Somewhere above the fog, the sky was turning blue. Lalitha took the back roads out of Beckley at highly illegal speeds, and Walter was happy to gaze out the window and not think about what was happening to him, just inhabit the free fall. That the Appalachian hardwood forest was among the world’s most biodiverse temperate ecosystems, home to a variety of tree species and orchids and freshwater invertebrates whose bounty the high plains and sandy coasts could only envy, wasn’t readily apparent from the roads they were traveling. The land here had betrayed itself, its gnarly topography and wealth of extractable resources discouraging the egalitarianism of Jefferson’s yeoman farmers, fostering instead the concentration of surface and mineral rights in the hands of the out-of-state wealthy, and consigning the poor natives and imported workers to the margins: to logging, to working in the mines, to scraping out pre- and then, later, post-industrial existences on scraps of leftover land which, stirred by the same urge to couple as had now gripped Walter and Lalitha, they’d overfilled with tightly spaced generations of too-large families. West Virginia was the nation’s own banana republic, its Congo, its Guyana, its Honduras. The roads were reasonably picturesque in summer, but now, with the leaves still down, you could see all the scabby rock-littered pastures, the spindly canopies of young second growth, the gouged hillsides and mining-damaged streams, the spavined barns and paintless houses, the trailer homes hip-deep in plastic and metallic trash, the torn-up dirt tracks leading nowhere.

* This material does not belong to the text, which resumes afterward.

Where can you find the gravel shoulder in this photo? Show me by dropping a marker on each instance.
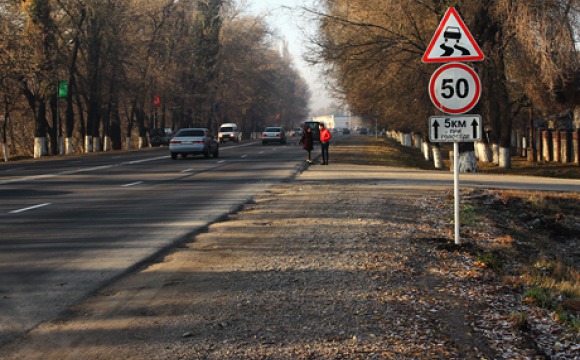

Deeper in the country, the scenes were less discouraging. Remoteness brought the relief of no people: no people meant more everything else. Lalitha swerved violently around a grouse on the road, a grouse greeter, an avian goodwill ambassador inviting appreciation of the brawnier forestation and less marred heights and clearer streams of Wyoming County. Even the weather was brightening for them.
“I want you,” Walter said.
She shook her head. “Don’t say anything else, OK? We still have work to do. Let’s just do our jobs and then see.”
He was tempted to make her stop at one of the little rustic picnic areas along Black Jewel Creek (of which the Nine Mile was a principal tributary), but it would be irresponsible, he thought, to lay a hand on her again until he was certain he was ready. Delay was bearable if gratification was assured. And the beauty of the land up here, the sweet spore-laden dampness of the early-spring air, was so assuring him.
It was after six by the time they reached the turnoff for Forster Hollow. Walter had expected to encounter heavy truck and earth-moving-equipment traffic on the Nine Mile road, but there wasn’t a vehicle in sight. Instead they found deep tire and tractor chewings in the mud. Where the woods encroached, freshly broken branches were lying on the ground and dangling lamely from the overarching trees.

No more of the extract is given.